By the time she was discharged, Virginia had suffered the worst. She was one of the 20,000 people forcibly sterilized in California — an outcome of the raging eugenics movement in the United States that sought to stem the tide of so-called “defective” genes and inspired Hitler — and given a lobotomy.
Such clinical words, sterilization and lobotomy. And yet I don’t think of these as medical terms. They’re descriptions of violence. Violence perpetrated against a vulnerable young woman, afflicted with many demons, who was thrown scared and alone into an institution that sought compliance as its treatment goal.
As a woman, it doesn’t escape me that Norwalk was just another in a long line of institutions looking for women to be compliant.
Was my grandfather, Virginia’s husband, distraught about what happened to his young bride? Did he fight for her? I didn’t have a chance to ask him the one time we met. But I do know this: he signed off on my grandmother’s treatments. His signature is on the consent records I’ve obtained.
Whatever he felt, I know he couldn’t handle raising his daughter, my mom, on his own. Instead, he dropped my mom off with his clan of brothers and sisters, people he himself had fled when he left Missouri many years earlier on a bicycle, never to return. My grandmother and mom dispensed with, he continued with his Air Force career until he retired in Spain with a new wife.
I met Virginia years later. She was a senior citizen then, still living in Los Angeles where she had moved in the 1920s with her own mother, Ann, from a small farm in Minnesota. They were Swedish immigrants. For whatever reason, things didn’t work out for my great-grandmother in Minnesota. She divorced her husband and sought out a new life in sunny southern California, her young daughter in tow.
Fast forward many decades.
By the time I got to know my grandmother, she had moved into a nursing home in Downey, California. I remember her wearing the most elaborate hats, wrapped in organza, with flowers and buttons and whatnot tucked into the sash. A legacy from her own mother, a hatmaker.

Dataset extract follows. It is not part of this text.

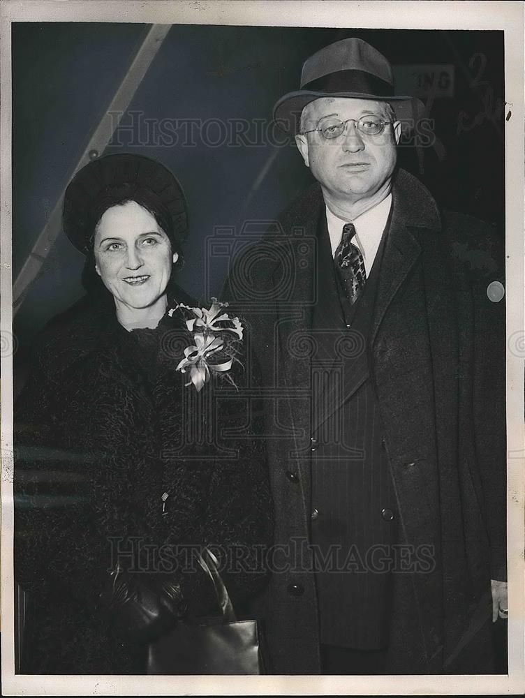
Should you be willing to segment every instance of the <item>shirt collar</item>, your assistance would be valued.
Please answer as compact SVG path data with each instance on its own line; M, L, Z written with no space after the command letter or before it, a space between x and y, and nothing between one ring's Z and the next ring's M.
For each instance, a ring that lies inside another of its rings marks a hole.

The lobotomy had left her able to function but somewhat childlike. In that way, she was much luckier than others who died or were left incapacitated by the procedure (President Kennedy’s sister, Rosemary, is one famous example). But the lobotomy hadn’t killed my grandmother’s creative spirit. A painter in her younger days, Virginia was always drawing and painting on whatever she could get her hands on: cards, napkins, the back of cereal boxes. A talent she passed on to my mom.

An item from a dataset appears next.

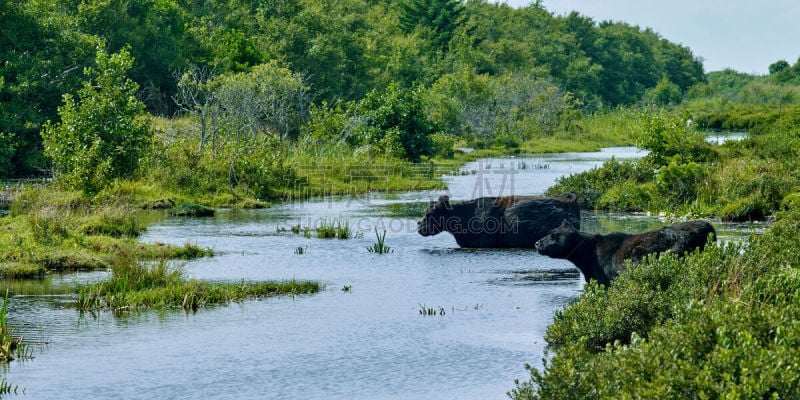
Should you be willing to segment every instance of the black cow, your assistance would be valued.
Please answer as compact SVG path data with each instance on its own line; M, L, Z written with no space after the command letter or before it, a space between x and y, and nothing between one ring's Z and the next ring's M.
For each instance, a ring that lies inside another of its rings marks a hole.
M539 253L571 261L583 273L586 282L595 279L607 285L625 268L625 260L640 262L652 253L671 251L679 256L703 249L716 231L706 221L695 220L640 234L614 232L607 235L579 232L564 221L561 226L536 242Z
M533 247L561 221L580 226L577 196L481 197L451 202L448 196L431 201L417 232L432 236L450 232L461 247Z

Sometimes my mom and I would fly out to California together to see Virginia. We’d take my grandmother out for a long weekend at the Sea Sprite Motel, a little place on Hermosa Beach. Then we’d make breakfast in the kitchenette and walk out to the water. Mothers and daughters looking over the horizon together.
Looking back, I realize I come from a long line of headstrong women, each forging a different path than what was laid out for them. All non-compliant. Bringing their daughters along.

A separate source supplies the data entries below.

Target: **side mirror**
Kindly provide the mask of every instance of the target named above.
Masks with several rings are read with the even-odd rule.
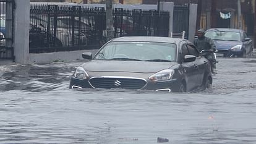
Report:
[[[185,55],[184,59],[183,59],[183,62],[192,62],[195,61],[195,59],[197,58],[196,56],[194,55]]]
[[[83,53],[82,54],[82,57],[83,59],[92,59],[92,53]]]
[[[244,41],[249,41],[250,40],[250,38],[244,38]]]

There’s Ann Merrill, my great-grandmother, a Swedish immigrant who made her way as a single mother in 1920s L.A., undeterred by societal expectations.
Virginia Charlotte, my grandmother, afflicted with mental illness, who had to abandon her daughter when she was abandoned to an unforgiving mental health system in the 1940s and 50s. But with a creative spirit that was undiminished. And the capacity to express joy.
Charlotte Ann, my mom, who eventually ran away from her punishing relatives. She found her home in nursing, a calling that allowed her to care for others in a way she was never cared for. And someone who had hope for the future, until her last breath.
And now I have my own daughter, who at 10 is perhaps the most headstrong and non-compliant of the lot. And thank god for that.
Ann, Virginia, Charlotte, my own little girl, and me. Daughters and their mothers, making our way.